ROC AUC kNN: 0.794592150479291
ROC AUC LR: 0.8170012660517273
ROC AUC GDB: 0.8874660879001628


## II.3 Hyperparameter optimization: GridSearch

We can now perform a grid search to try improving our performances.

Let's try to improve our Gradient Boosting.

To help you out, here is the signature of the Gradient Boosting Classifier in scikit-learn:

```python
GradientBoostingClassifier(loss=’deviance’, learning_rate=0.1, n_estimators=100, subsample=1.0, criterion=’friedman_mse’, min_samples_split=2, min_samples_leaf=1, min_weight_fraction_leaf=0.0, max_depth=3, min_impurity_decrease=0.0, min_impurity_split=None, init=None, random_state=None, max_features=None, verbose=0, max_leaf_nodes=None, warm_start=False, presort=’auto’, validation_fraction=0.1, n_iter_no_change=None, tol=0.0001)
```

For more information, you can go check the [online documentation](https://scikit-learn.org/stable/modules/generated/sklearn.ensemble.GradientBoostingClassifier.html).

**Exercise:**

Make the hyperparameter optimization of your model.
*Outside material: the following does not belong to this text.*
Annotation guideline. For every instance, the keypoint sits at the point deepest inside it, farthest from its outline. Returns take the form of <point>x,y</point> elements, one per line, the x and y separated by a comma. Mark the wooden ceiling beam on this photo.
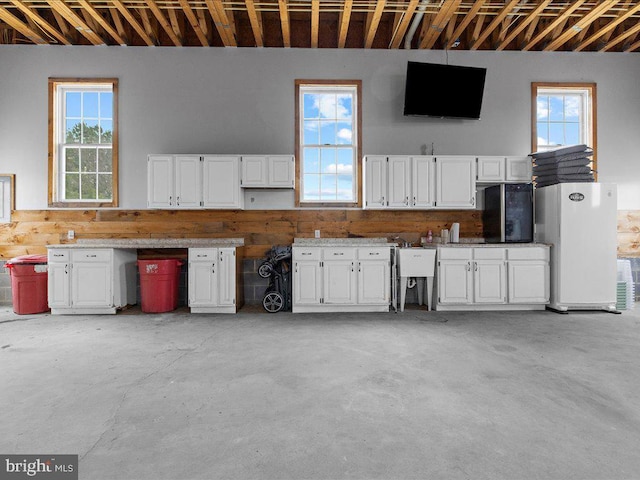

Here is what you have to do:
- Select the hyperparameters you want to optimize
- Make your python dict containing the hyperparameters values to test (to try to much, it may take a while...)
- Instantiate your grid search object
- Fit your grid search and have a look at the best params
- Evaluate your optimized model: did it improve the performances?

In [13]:
from sklearn.model_selection import GridSearchCV

params= {"max_depth":[3, 5], "n_estimators":[10, 50, 100]}

grid = GridSearchCV(GradientBoostingClassifier(), params, 
                    scoring="accuracy", cv=5)

grid.fit(X_train, y_train)

print('best params are:', grid.best_params_)

print('the optimized accuracy is:', accuracy_score(y_test, grid.predict(X_test)))

best params are: {'max_depth': 5, 'n_estimators': 100}
the optimized accuracy is: 0.9475262368815592


# III. Titanic classification

Now you can reload the data of the titanic prepared in previous course, using pickle:
```python
pickle.load(open('my_data.pkl', 'rb'))
```

And then perform classification on it, try to get the best accuracy you can!